Several mechanisms of clip migration have been suggested. The anatomic proximity of the ligation site to the bowel may provoke a rejection response mechanism, leading to fistula formation around the clip and extending into the bowel. Alternatively, the clip may adhere to an undiagnosed, preexisting ulcer [9]. Another possibility is that a difficult dissection and clip-induced inflammation may result in the clip adhering to the bowel [7]. Finally, inflammation around the anastomosis site may involve the clip, resulting in clip erosion of the bowel wall and eventual migration into the bowel [10]. In our patient, the mechanism of clip migration is unclear, although it was likely due to clip involvement in inflammation around the anastomosis site.

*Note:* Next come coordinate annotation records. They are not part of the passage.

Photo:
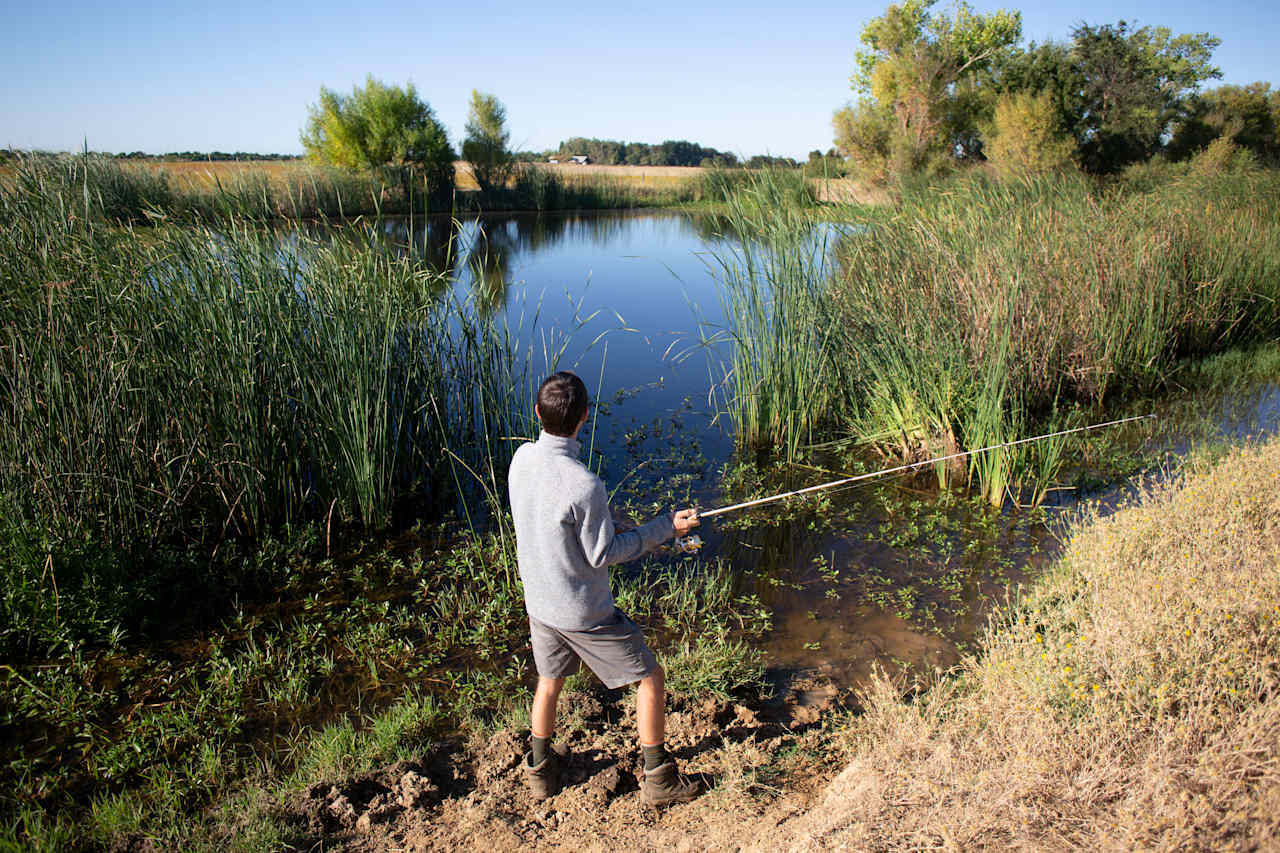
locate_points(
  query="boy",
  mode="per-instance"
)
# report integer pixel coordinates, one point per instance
(565, 542)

To our knowledge, Hem-o-Lok clip migration into the anastomosis site after LADG with B-I has not been previously reported. Efforts that may prevent this complication include meticulous dissection, removal of misplaced and wandering clips, and use of suture materials or absorbable clips for ligation of vessels. Properly applied Hem-o-Lok clips during LADG are safe and effective for the ligation of involved tissues. In our patient, the Hem-o-Lok clip disappeared spontaneously without endoscopic or surgical treatment. These findings suggest that, in the absence of migrated clip-related complications, these clips can be left undisturbed with passive monitoring. Although Hem-O-Lok clips are useful and safe, surgeons should consider minimizing the use of clips on tissue immediately adjacent to an anastomosis during LADG.